Nada en su vida había sido así de bueno, no hay nada más de qué preocuparse en esa casa excepto él mismo y sus propias voces internas. Es... ridículo pensar que el único problema que hay en esa casa es el extremo orden y la irritante impavidez de Dante.

—¿Y usted siempre pasa mucho tiempo fuera de aquí, como él? —dice despectivo—. No lo vi a usted cuando llegué aquí ayer.

—Estuve de viaje —contesta Dante inalterable. Hasta sus escuetas contestaciones se le hacen molestas.

—Me pregunto qué clase de persona es usted como para que alguien como Gabriel confíe ciegamente —dice con brusquedad—, sospecho que él no es un buen hombre, ni ejemplo a seguir. Así que ¿por qué debería yo confiar en usted?

Se le forma un bolo en la garganta porque no se siente correcto actuar así, intentando corromper a este hombre para demostrar que es igual que él y que también tiene algo malo que desea esconder.

Quiere que Dante le grite, que lo mire con descrédito o que empiece a reírse con malicia, y eso es lo que espera; pero el hombre de cabellos blancos permanece inconmovible, con su mirada azul fija en sus ojos sin mostrar un solo gesto de ofensa.

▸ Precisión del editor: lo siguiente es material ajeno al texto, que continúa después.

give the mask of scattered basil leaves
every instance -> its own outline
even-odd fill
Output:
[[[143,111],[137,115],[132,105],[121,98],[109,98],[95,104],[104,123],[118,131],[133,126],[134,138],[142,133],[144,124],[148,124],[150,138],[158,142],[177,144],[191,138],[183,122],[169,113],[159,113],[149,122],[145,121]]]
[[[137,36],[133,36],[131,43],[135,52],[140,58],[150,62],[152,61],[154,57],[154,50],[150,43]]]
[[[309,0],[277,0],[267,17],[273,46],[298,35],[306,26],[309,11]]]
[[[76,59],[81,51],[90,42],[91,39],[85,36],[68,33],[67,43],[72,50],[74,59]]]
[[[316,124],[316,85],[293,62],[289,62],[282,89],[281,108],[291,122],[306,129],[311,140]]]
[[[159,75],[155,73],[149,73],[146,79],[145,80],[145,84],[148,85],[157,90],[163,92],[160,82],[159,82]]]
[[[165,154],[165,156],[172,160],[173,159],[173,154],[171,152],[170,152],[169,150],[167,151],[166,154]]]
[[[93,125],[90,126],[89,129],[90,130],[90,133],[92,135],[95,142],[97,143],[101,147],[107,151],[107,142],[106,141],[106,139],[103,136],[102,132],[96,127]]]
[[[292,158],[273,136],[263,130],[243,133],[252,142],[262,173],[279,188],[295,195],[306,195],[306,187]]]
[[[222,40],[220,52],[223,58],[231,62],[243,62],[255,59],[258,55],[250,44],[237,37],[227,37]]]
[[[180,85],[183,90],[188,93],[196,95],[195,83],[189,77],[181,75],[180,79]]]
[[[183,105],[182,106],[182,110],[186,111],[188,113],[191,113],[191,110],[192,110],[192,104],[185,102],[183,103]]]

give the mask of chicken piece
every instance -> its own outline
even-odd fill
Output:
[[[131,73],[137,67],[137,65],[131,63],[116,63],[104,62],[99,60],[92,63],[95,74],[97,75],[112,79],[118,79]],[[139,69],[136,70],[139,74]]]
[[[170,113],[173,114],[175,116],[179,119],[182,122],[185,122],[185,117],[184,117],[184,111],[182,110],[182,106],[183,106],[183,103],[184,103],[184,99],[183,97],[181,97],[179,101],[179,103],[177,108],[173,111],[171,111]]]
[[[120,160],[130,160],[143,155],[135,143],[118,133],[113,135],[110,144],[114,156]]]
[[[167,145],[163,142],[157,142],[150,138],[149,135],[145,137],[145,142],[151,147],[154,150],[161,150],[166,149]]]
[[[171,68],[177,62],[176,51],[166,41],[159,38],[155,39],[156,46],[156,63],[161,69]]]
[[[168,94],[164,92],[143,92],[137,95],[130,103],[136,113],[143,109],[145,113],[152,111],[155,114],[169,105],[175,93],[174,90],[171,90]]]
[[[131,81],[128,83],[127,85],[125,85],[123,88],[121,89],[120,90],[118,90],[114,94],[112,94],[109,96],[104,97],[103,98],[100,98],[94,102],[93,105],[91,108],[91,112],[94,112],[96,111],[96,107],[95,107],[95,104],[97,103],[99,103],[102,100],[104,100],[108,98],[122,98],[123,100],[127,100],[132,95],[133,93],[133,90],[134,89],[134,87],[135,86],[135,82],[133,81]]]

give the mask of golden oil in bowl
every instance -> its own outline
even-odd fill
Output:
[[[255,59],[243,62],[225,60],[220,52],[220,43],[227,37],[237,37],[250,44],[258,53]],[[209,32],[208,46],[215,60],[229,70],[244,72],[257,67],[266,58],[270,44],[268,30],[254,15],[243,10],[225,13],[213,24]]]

—Conozco a su tío desde hace mucho tiempo. Yo no pedí su confianza, él me la dio y fue un regalo que acaparo con mucho aprecio. No muchas personas son dignas de ganarse la confianza de un Samaras, su gente es... —El anciano hace una pausa y sin siquiera parpadear, una casi desapercibida sonrisa asoma en su rostro arrugado—. En fin, habrá un día en el que usted también confiará en mí. Tanto o más como él lo hace.

—Eso es casi lo que Gabriel me dijo. 

Aion Samaras observa al anciano, todavía sin saber por qué se le hace familiar. Sus líneas de expresión son profundos surcos alrededor de sus ojos, en su frente y su boca.

Por todo lo que el rostro de Dante muestra, en su juventud había sido un hombre que había sonreído mucho, que se había asombrado y había vivido una vida feliz. Y cada emoción intensa se había grabado en su rostro.

Él vislumbra mentalmente su propia imagen en el espejo. Todavía es joven, sí. Aún no puede ver sus emociones grabadas en su rostro, excepto por los dos surcos que se le forman entre las cejas: las líneas de expresión del enfado y la sospecha. Y en sus ojos hay algo más lóbrego que es mejor no observar por mucho tiempo.

Dante todavía lo está mirando cuando alza la vista, y él no sabe qué más decir. Así que intenta ignorar su expresión tranquila y su sonrisa aparentemente honesta, dirigiéndose a uno de los estantes repletos de libros.

—¿Qué es lo que le preocupa, joven señor?

—No me llame señor —dice él de espaldas.

—¿Cómo, entonces?

—Solo dígame… Sam. Ya no me importa... 

—Bueno, joven Sam. Por mucho que desee saber lo que está sintiendo —dice Dante con una voz dulce, mientras se acerca a él—, sé que recibiré una respuesta poco agradable.